I think this may have been one of the reasons the apostles left the place of the Lord’s ascension so happy. His ascension was a large and decisive step toward his return. You can’t start counting down the days to the wedding, until first you are engaged! In the same way, you can’t start looking for the Lord’s return until he has left.

In all these ways the Lord’s ascension is a vital article of our faith as Christians. Think of it this way.

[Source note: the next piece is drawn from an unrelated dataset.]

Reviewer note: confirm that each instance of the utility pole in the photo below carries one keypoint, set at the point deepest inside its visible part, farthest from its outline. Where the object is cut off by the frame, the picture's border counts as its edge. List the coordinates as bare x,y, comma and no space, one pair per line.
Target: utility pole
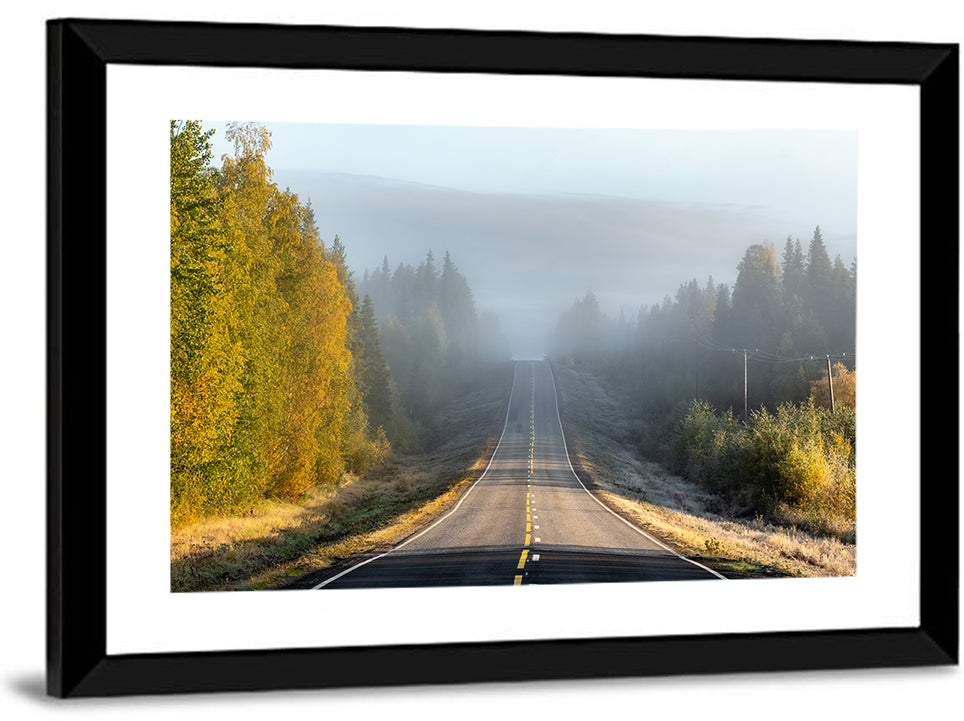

A great deal that sustains your life every moment, every day you are most of the time utterly unaware of. You do not tell your heart to beat or your lungs to breathe. You are hardly even aware that they do so. You do not have to make a decision in order for your digestive system to turn the food you eat into energy. You pay no attention to your neurological system. They work constantly but without your conscious oversight. It is all essential to your life, but you rarely give such things a thought. Indeed, if you had to think about them, you couldn’t think about anything else. If you had to command your heart and lungs and other biological systems  you would be entirely preoccupied with them; they would be your daily life in its entirety.

Well so it is with your spiritual life. While there is much to think about and many decisions to make, still most of it is imperceptible to you. The foundations of your Christian existence lie very deep. They reach down to where the Lord Jesus is carrying on his work in you and for you; or, better, they reach up to heaven where that work is being done. Every day, all day long, vast loads of sin are carried away to be buried in the deepest sea; every day the purest and most powerful prayers are offered on your behalf — prayers that you hadn’t the wit or the conviction to pray for yourself but prayers that make all the difference between you living and dying as a child of God. And all the while the world is being ruled on your behalf with a view to your eternal life and a place is being prepared for you in the city that has foundations. You have an advocate, a priest, a king who is constantly at work on your behalf. And some day, you will see that God/Man face to face, and be overwhelmed by the recognition of all that he did for you when you were utterly unaware. Your life is speeding toward him. Or, better, he is speeding toward you!

If you really believe that, and every Christian should, then you too should go home with a spring in your step!